Background

Half-smooth tongue sole (Cynoglossus semilaevis) is a large flatfish species naturally distributes in East Asia [1]. This species has been considered as one of the most flavored species, which shows special advantages in a mild taste. Owing to limited wild resources, this flatfish has become an important farmed fish in China [2]. Studies on this valuable aquatic fish have focused on the development of genetic markers, construction of genetic maps, and characterization of functional genes involved in growth, reproduction, stress, and immunity [36]. Recently, whole genome sequencing of C. semilaevis has been completed which made the study of species into a new phase [7].

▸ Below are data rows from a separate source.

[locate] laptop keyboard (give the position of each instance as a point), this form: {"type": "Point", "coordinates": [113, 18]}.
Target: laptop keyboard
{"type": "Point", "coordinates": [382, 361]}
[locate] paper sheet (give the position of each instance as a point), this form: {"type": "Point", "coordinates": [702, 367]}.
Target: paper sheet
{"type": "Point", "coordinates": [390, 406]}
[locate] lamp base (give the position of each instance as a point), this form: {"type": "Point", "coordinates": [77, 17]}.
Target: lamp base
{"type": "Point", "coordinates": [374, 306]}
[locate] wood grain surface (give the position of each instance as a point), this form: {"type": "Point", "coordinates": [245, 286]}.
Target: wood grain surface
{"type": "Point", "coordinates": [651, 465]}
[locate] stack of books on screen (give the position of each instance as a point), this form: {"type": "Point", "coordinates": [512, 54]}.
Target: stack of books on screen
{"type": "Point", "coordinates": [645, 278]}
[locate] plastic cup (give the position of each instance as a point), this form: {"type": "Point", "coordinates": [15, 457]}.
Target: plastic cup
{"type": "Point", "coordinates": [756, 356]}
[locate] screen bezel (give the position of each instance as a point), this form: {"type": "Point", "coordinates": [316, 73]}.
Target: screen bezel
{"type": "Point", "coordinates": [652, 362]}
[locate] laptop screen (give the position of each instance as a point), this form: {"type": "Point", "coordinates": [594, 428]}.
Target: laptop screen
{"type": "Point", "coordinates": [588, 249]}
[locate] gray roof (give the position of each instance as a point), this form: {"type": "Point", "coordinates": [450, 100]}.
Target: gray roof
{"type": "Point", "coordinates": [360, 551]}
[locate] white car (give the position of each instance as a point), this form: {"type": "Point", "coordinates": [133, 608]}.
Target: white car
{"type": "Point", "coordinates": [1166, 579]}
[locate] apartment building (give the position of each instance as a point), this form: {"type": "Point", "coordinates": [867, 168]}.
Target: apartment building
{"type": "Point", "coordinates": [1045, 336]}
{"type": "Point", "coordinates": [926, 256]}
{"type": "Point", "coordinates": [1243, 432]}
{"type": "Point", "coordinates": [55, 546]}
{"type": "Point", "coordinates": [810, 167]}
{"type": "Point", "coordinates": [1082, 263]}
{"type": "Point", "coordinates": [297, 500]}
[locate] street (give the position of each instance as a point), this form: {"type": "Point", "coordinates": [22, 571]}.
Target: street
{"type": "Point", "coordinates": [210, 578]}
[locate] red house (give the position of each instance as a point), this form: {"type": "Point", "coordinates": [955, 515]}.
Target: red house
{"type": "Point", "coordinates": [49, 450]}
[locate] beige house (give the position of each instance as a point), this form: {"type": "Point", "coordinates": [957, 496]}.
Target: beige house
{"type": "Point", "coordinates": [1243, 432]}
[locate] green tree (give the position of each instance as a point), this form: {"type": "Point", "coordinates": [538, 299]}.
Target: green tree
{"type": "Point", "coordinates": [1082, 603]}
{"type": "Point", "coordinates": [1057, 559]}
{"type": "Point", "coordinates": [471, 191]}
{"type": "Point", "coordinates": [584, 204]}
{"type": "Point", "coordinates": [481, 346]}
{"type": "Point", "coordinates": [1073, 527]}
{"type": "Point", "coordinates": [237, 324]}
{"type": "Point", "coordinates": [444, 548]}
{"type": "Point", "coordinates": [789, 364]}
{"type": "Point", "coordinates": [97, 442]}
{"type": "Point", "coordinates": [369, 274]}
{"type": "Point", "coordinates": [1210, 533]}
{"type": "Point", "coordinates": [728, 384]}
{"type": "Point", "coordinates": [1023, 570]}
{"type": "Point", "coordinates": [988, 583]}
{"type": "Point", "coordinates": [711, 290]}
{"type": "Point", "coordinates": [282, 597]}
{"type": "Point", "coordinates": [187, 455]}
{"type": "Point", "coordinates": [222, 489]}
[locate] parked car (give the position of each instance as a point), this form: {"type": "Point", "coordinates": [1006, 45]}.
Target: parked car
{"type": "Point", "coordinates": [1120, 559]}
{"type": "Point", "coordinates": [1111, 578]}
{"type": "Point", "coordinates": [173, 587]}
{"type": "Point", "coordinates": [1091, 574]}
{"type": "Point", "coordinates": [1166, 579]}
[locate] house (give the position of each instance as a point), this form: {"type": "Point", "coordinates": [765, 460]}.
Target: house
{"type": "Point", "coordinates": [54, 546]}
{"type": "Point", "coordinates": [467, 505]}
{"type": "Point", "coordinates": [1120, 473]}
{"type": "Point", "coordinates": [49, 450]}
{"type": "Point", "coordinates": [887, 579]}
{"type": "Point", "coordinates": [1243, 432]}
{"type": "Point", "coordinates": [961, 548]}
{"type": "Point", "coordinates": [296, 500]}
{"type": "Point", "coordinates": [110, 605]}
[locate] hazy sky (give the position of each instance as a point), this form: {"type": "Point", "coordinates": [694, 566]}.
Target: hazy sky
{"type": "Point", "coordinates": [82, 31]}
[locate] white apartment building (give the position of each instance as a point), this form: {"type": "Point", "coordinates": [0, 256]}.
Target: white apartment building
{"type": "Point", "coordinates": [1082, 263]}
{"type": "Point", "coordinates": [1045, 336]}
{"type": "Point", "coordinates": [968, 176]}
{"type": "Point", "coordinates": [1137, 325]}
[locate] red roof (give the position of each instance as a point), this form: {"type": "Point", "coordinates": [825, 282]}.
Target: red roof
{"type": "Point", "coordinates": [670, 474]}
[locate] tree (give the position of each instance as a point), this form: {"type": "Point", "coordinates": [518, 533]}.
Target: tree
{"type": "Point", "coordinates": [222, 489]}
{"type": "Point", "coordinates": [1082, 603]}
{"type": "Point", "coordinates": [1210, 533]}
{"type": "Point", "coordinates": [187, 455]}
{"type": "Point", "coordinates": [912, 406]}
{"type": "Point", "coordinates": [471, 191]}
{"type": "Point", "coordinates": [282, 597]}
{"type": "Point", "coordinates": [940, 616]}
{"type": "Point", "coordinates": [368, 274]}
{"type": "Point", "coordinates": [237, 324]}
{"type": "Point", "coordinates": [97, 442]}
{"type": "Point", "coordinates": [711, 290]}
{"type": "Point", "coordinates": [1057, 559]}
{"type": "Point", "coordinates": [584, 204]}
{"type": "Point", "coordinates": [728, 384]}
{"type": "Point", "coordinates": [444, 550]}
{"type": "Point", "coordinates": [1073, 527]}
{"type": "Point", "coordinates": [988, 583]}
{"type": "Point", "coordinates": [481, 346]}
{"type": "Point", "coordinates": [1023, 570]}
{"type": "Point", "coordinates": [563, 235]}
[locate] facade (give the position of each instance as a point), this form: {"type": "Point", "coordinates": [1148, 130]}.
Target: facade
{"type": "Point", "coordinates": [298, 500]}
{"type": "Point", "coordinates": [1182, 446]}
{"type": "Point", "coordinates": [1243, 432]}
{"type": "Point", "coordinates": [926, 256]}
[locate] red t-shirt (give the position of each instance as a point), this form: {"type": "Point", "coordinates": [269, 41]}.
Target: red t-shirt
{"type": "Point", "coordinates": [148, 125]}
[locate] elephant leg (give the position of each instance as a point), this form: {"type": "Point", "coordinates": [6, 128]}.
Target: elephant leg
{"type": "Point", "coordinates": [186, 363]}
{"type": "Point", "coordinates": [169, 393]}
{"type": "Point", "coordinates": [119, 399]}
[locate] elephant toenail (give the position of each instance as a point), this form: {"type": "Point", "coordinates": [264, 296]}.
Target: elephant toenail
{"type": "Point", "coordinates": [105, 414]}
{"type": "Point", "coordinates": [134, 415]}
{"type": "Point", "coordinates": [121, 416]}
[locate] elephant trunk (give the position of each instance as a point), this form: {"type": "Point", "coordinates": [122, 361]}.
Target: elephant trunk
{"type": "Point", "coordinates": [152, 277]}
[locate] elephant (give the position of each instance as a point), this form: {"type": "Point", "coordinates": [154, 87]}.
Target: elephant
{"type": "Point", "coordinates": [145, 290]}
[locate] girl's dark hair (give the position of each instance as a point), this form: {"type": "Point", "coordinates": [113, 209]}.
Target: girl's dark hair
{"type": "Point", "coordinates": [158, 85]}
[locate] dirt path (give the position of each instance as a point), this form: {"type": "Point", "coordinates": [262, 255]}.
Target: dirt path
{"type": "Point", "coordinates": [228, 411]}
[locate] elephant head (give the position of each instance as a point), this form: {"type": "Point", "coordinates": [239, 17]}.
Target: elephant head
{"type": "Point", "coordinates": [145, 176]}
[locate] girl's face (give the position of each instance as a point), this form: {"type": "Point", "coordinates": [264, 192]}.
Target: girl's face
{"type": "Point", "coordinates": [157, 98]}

Advances in high-throughput sequencing technologies have facilitated the studies on the genome and transcriptome of a non-model organism, such as C. semilaevis. Massively parallel 454 pyrosequencing, which shows its long-read characteristics (>400 bp), can be performed for de novo transcriptome analysis [8]. Using 454 pyrosequencing, researchers sequenced and characterized the transcriptomes of many species [912].

The present study aimed to characterize the transcriptome of C. semilaevis. A multi-tissue and multi-individual library was constructed and sequenced using a 454 GS FLX titanium platform. Sequence assembly, gene annotation, transposable element (TE) analysis, and marker identification were performed.

Results and discussion

Sequence analysis and assembly

A mixed sample of cDNAs obtained from ten tissues, including brain, gill, heart, kidney, liver, spleen, intestine, muscle, testis, and ovary, was prepared and sequenced using the 454 GS FLX titanium platform in one full PicoTiter plate. This sequencing run produced 749,954 raw reads with an average length of 235 bp (length range = 40 bp to 1,139 bp; Table 1; available at NCBI Short Read Archive, SRP020479). After adapters, short, and low-quality sequences were removed, we obtained 584,419 high-quality sequence reads with an average length of 206 bp. These results showed that 77.9% of the raw reads contained useful sequence data, which could be used for subsequent assembly. As a result, 86.4% of the clean reads ranged between 100 and 500 bp in length (Figure 1A).

Table 1 Summary of 454 transcriptome sequencing and assembly for C. semilaevis
Figure 1
figure 1

Overview of the C. semilaevis transcriptome sequencing and assembly. (A) Size distribution for raw reads. (B) Size distribution for contigs. (C) Log-log plot showing the dependence of contig length on the number of reads assembled into each contig.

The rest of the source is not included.